Viele Menschen sehen Gebet als eine Liste von Wünschen, die sie Gott vorlegen. Doch Gebet ist viel mehr als das. Es ist eine Begegnung. Ein Gespräch mit dem Schöpfer, das unser Herz verändern kann.
Nicht immer finden wir die richtigen Worte. Manchmal sind wir müde, enttäuscht oder ratlos. Doch Gott erwartet keine perfekten Sätze. Er kennt unser Herz bereits, bevor wir überhaupt anfangen zu sprechen.

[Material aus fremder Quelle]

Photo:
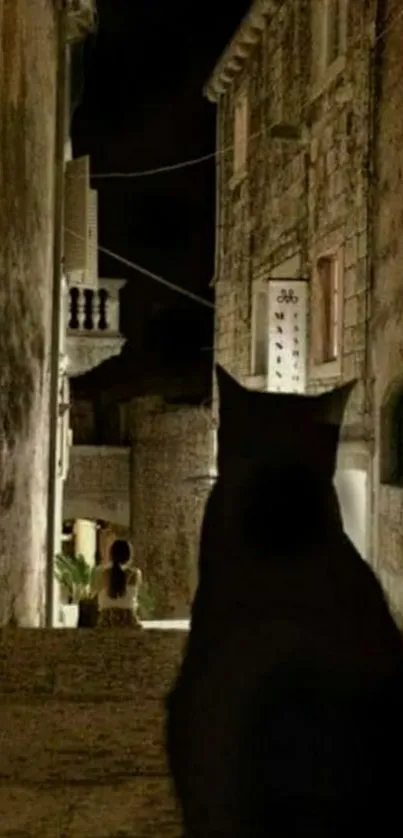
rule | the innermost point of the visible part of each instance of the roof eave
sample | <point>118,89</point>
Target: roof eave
<point>233,58</point>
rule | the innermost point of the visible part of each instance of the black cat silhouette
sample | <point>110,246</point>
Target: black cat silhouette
<point>285,719</point>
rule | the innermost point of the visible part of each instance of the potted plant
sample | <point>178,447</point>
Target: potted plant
<point>75,575</point>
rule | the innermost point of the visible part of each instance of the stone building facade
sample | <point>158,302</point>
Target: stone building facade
<point>308,191</point>
<point>28,73</point>
<point>143,468</point>
<point>169,486</point>
<point>386,331</point>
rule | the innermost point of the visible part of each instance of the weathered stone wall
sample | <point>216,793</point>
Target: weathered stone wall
<point>298,198</point>
<point>171,450</point>
<point>387,332</point>
<point>27,134</point>
<point>98,484</point>
<point>82,733</point>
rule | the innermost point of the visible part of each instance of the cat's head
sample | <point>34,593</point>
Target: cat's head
<point>284,431</point>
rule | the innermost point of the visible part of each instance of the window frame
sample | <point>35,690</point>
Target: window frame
<point>240,135</point>
<point>325,364</point>
<point>324,70</point>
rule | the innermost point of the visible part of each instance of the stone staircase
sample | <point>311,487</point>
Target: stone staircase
<point>81,733</point>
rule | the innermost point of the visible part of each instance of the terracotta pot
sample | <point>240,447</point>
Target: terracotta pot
<point>87,613</point>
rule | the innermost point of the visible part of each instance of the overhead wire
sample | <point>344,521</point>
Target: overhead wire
<point>181,165</point>
<point>150,274</point>
<point>184,164</point>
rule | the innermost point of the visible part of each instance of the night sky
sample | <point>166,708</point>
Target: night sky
<point>143,108</point>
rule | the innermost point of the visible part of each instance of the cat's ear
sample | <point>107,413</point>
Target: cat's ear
<point>229,390</point>
<point>333,403</point>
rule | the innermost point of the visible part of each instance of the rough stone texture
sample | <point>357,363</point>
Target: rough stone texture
<point>98,484</point>
<point>387,330</point>
<point>170,462</point>
<point>296,200</point>
<point>81,734</point>
<point>27,130</point>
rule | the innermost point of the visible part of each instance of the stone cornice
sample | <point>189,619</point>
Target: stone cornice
<point>239,48</point>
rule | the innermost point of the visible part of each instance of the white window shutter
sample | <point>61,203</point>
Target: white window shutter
<point>91,280</point>
<point>76,215</point>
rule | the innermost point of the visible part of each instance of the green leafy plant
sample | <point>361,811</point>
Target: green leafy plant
<point>76,575</point>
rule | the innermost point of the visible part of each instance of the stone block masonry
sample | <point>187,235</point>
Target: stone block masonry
<point>82,733</point>
<point>28,55</point>
<point>170,464</point>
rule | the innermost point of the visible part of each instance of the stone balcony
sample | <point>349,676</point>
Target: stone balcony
<point>98,484</point>
<point>93,333</point>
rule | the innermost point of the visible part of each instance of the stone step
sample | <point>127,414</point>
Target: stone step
<point>82,733</point>
<point>60,743</point>
<point>137,808</point>
<point>88,665</point>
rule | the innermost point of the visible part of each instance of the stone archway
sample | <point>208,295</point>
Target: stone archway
<point>353,487</point>
<point>391,434</point>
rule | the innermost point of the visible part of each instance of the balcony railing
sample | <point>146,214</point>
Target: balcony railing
<point>95,310</point>
<point>93,333</point>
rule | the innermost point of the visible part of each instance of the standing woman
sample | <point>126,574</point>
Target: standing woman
<point>117,584</point>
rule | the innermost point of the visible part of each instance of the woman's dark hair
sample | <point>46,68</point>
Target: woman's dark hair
<point>119,555</point>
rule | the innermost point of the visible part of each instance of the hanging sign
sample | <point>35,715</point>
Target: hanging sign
<point>288,312</point>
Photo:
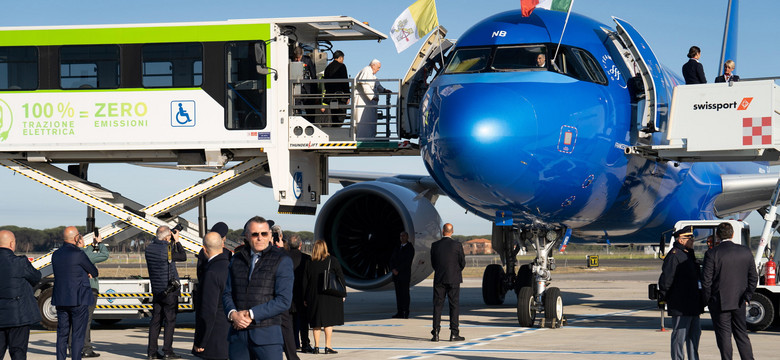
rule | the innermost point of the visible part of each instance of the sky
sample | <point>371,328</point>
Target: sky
<point>669,27</point>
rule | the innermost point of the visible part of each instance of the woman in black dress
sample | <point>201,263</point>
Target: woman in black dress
<point>323,310</point>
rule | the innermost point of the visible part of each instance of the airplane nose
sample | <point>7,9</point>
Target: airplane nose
<point>481,144</point>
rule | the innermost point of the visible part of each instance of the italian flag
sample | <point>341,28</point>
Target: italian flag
<point>416,21</point>
<point>557,5</point>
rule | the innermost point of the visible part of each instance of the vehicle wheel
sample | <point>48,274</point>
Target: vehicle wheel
<point>526,311</point>
<point>553,305</point>
<point>48,311</point>
<point>493,291</point>
<point>760,313</point>
<point>107,322</point>
<point>525,277</point>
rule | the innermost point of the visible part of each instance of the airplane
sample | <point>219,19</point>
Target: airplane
<point>494,134</point>
<point>540,150</point>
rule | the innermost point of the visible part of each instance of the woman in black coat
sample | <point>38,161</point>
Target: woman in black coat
<point>323,310</point>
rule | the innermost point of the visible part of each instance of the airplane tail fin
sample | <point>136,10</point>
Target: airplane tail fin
<point>729,50</point>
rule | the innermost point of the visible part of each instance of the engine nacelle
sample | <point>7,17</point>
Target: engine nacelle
<point>361,224</point>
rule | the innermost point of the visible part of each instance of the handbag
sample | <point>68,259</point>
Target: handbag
<point>331,284</point>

Gerade in einer Welt voller Ablenkungen wird das Gebet zu einem Ort der Ruhe. Es hilft uns, den Blick wieder auf das Wesentliche zu richten.
Wenn wir regelmäßig beten, verändert sich oft nicht zuerst unsere Situation – sondern unsere Perspektive. Sorgen verlieren an Gewicht, Hoffnung wächst und wir lernen, Dinge loszulassen, die wir ohnehin nicht kontrollieren können.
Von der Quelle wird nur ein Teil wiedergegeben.